Nuresta lost her parents to the collapse. Since then, the four-year-old orphan has moved to her maternal grandparents in Dinajpur, nearly 200 miles from Savar, the Dhaka suburb where the building collapsed.
"She is still a young kid and we have to raise her, but we don't have the means," Md Monwar Hossain, Nuresta's maternal uncle, told HuffPost. Since his sister's death, Hossain is the only breadwinner for Nuresta's maternal grandparents' family. "The child is completely unaware of the loss she has suffered."
Labor rights advocates told HuffPost that the small amount of financial assistance offered out of the prime minister's relief fund has been distributed arbitrarily, based on whoever is able to make their way to the prime minister's office in Dhaka to make a claim.
Nuresta's paternal grandparents said they received about $2,500 from the prime minister's relief fund for the death of her father, Nur Islam.
"Her paternal grandparents received the amount, and did not give her a share," Hossain said. "Now, we only wait to test her luck whether or not her mother's death earns her something."
It's highly unlikely that Nuresta will be able to receive money for her mother's death anytime soon. Her relatives must prove she really lost her mother, Syeda Begum, in the collapse. Syeda's body was never found, and her relatives believe she's in one of the 291 graves where unidentified bodies were buried. Samples were extracted from Nuresta's grandmother for a DNA test, but the authorities say it will take at least three months to complete, Hossain said.

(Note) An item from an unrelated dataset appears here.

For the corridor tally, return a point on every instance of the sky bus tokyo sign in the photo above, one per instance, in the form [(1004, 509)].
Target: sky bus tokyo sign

Ahmed charged that the 400 missing person claims could have been verified by the police or government intelligence agencies in a matter of days, but said that the government has not set up a help desk to coordinate with surviving family members.
"Those families could have been helped with a certain amount of monthly allowance until the results of the DNA tests come out," he said. "This should not be a mammoth task for the government."
Meanwhile, survivors have struggled to rebuild their lives. Nuresta's uncle Hossain, who is 21, stopped working in the garment industry and has become a mason's helper since the collapse. His new profession offers less steady income, but his parents don't want him working in the garment industry after the death of his only sister and her husband, he said.
"The situation into which these workers have been forced is completely because of the government's indifference and lack of initiative," Ahmed said.
While victims rallied outside of Rana Plaza this week, workers from factories in the capital's suburban industrial zones like Savar and Gazipur continued to demonstrate on Tuesday, demanding wages and bonus compensation ahead of the Muslim religious festival Eid-ul Fitr this week.
"The unrest is expected to spread as the government seeks to settle the issue by force rather than finding a reconciliation to the workers' legitimate demands," Selim Ahmed, a bdnews24.com reporter, told HuffPost from the scene.